The Medical Assessor erred by either not having turned his mind to whether paragraph 1.32 of the Guidelines applied or having turned his mind to it and not explaining why it did not apply. That results in the MAC containing a demonstrable error. That being that case, the Appeal Panel must correct that error.
Deciding whether paragraph 1.32 of the Guidelines applies requires consideration of three matters:
“1. Whether there has been effective long-term treatment of a workers’ illness or injury;
2. Whether, if so, that treatment has result in apparent substantial or total elimination of the workers’ permanent impairment;
3. Whether, if so, the worker is likely to revert to the original degree of impairment if treatment is withdrawn.”[7]
[7] Zoric v Secretary, Department of Education & ORS [2024] NSWSC 131 at [59]; Peachey at [57].
In this case, the appellant has had long-term treatment of post-traumatic stress disorder. He has regularly consulted his general practitioner over the course of years for that illness and had previously had admissions to St John of God Hospital for treatment of that illness. The appellant however was functioning relatively well before suffering his work injury, which was an aggravation of his existing illness and a worsening of it. Prior to his injury, the appellant was engaged in full-time employment, was in a long-term and supportive relationship and was able to look after himself.
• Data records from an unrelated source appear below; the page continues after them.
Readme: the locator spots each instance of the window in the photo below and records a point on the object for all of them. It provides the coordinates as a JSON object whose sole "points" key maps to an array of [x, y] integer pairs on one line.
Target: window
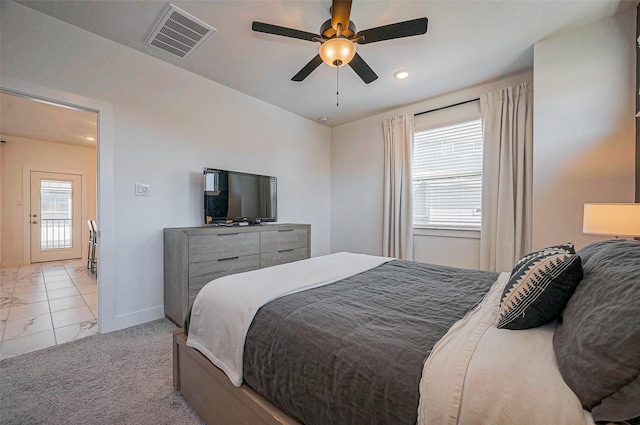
{"points": [[447, 175]]}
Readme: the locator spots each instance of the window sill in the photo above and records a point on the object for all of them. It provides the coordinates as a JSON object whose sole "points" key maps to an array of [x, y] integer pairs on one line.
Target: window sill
{"points": [[446, 233]]}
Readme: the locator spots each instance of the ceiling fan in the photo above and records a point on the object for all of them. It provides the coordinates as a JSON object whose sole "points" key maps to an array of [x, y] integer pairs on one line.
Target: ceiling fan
{"points": [[338, 38]]}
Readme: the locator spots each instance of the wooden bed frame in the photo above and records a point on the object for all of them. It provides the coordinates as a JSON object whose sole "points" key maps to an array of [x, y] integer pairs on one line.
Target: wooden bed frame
{"points": [[210, 392]]}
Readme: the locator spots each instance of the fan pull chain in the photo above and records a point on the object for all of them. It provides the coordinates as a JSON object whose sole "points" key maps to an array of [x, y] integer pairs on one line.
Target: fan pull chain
{"points": [[337, 88]]}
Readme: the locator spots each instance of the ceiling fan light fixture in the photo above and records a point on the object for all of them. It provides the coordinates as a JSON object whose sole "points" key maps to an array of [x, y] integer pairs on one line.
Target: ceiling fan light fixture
{"points": [[401, 75], [337, 51]]}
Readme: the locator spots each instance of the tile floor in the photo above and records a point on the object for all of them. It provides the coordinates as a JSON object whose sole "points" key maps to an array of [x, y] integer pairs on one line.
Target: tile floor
{"points": [[45, 304]]}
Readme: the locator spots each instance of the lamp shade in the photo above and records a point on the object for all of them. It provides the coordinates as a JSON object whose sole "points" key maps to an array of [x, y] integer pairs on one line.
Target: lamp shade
{"points": [[612, 219], [337, 51]]}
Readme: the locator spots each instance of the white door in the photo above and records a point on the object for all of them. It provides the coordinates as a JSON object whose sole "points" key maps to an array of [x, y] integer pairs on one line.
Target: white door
{"points": [[56, 216]]}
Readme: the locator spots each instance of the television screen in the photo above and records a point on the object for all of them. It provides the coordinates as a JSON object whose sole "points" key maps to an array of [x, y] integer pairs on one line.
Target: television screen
{"points": [[231, 196]]}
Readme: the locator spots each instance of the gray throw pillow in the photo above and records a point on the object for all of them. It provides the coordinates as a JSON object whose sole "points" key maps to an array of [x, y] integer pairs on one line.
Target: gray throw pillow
{"points": [[597, 342]]}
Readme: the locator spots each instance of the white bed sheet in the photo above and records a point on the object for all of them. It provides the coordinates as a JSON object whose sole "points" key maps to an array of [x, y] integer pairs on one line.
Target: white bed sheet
{"points": [[479, 374], [225, 307]]}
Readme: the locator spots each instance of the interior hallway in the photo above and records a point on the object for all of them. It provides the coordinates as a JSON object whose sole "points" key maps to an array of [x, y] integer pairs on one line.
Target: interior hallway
{"points": [[42, 305]]}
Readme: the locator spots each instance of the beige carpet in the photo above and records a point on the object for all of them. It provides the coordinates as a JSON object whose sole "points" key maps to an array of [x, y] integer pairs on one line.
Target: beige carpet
{"points": [[123, 377]]}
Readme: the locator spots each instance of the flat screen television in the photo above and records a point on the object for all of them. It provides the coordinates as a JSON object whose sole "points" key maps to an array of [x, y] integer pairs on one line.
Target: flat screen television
{"points": [[232, 196]]}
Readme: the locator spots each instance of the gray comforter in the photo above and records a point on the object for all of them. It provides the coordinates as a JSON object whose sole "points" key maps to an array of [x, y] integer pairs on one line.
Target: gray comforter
{"points": [[352, 352]]}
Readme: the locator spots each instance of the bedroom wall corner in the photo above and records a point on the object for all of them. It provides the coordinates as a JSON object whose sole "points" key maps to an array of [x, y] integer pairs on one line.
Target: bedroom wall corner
{"points": [[584, 130]]}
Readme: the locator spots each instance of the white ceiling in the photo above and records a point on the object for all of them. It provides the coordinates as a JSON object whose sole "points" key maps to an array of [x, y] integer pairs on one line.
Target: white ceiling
{"points": [[467, 43]]}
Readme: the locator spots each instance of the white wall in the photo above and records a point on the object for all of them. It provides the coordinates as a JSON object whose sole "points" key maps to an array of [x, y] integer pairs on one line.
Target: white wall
{"points": [[583, 84], [584, 128], [22, 155], [357, 169], [167, 125]]}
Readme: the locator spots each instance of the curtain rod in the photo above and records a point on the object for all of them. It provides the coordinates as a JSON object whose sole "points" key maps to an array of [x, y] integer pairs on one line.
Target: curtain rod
{"points": [[446, 107]]}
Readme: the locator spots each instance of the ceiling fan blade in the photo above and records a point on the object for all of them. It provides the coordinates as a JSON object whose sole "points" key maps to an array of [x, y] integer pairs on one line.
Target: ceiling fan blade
{"points": [[362, 69], [389, 32], [340, 12], [308, 69], [283, 31]]}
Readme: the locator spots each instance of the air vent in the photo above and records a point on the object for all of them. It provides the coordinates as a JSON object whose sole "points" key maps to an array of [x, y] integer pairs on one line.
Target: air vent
{"points": [[179, 33]]}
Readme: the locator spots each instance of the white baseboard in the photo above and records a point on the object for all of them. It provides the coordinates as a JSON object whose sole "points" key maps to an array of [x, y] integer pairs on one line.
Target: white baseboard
{"points": [[139, 317]]}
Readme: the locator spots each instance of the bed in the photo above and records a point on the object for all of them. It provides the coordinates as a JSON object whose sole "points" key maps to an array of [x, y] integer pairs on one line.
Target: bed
{"points": [[355, 339]]}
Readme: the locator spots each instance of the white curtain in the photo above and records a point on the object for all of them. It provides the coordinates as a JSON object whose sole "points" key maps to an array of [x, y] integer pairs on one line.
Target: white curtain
{"points": [[398, 212], [507, 127]]}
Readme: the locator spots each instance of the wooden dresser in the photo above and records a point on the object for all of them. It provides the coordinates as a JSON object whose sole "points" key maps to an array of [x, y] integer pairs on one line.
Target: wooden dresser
{"points": [[194, 256]]}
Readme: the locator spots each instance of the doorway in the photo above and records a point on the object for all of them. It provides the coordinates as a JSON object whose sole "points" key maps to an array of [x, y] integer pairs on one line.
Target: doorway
{"points": [[50, 190], [56, 216], [107, 320]]}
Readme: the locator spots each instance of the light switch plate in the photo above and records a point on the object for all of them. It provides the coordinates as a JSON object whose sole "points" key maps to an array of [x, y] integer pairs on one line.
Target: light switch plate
{"points": [[143, 189]]}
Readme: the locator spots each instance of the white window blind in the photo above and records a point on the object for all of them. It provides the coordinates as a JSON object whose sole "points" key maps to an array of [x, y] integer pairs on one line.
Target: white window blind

Following his injury, the appellant was immediately unwell. He could not work and required an admission to St John of God Hospital. His medication was changed following his injury in that he now is prescribed medicinal cannabis, sodium valproate, desvenlafaxine and prazosin. Notwithstanding this medication, the appellant remains severely impaired, given that he is unable to work and impairment in most other elements of his function to some degree, with the exception of travel. He is awaiting admission to St John of God Hospital to complete the second part of the stair program. For a brief time, when he was not taking medicinal cannabis, there was an apparent worsening of symptoms, although his impairment in his function and activities remained the same throughout this brief period.
What this reveals, in the Appeal Panel’s view, is that the appellant has had effective long-term treatment for his injury, although not yet optimal treatment, given that he is awaiting a further admission to the St John of God Hospital. His treatment to date, however, has not resulted in a total elimination of his permanent impairment from his injury, nor has it resulted in an apparent substantial elimination of his permanent impairment from his injury. The function of the appellant subsequent to his injury but before being specifically treated for his injury, that is the work aggravation and worsening of his psychiatric illness, is comparable to what it is now. The treatment, whilst indicated and necessary for the appellant, is not such that it has resulted in a substantial elimination of his permanent impairment from his injury.
This supported by the observations of his general practitioner who in a letter of 16 June 2023 to the appellant’s solicitors wrote that “despite implementation of all possible treatment measures his symptoms remain severe and disabling on a daily basis”.
Given that, paragraph 1.32 of the Guidelines is not engaged in the appellant’s circumstances. Consequently, although the Medical Assessor made an error by either not turning his mind to paragraph 1.32 or, if he did, not explaining why did not apply, the Appeal Panel in correcting that error, that is by considering whether it applies and deciding it does not apply, assesses the appellant’s permanent impairment from his injury the same as that assessed by the Medical Assessor.
For these reasons, the Appeal Panel has determined that the MAC issued on 4 March 2024 should be confirmed.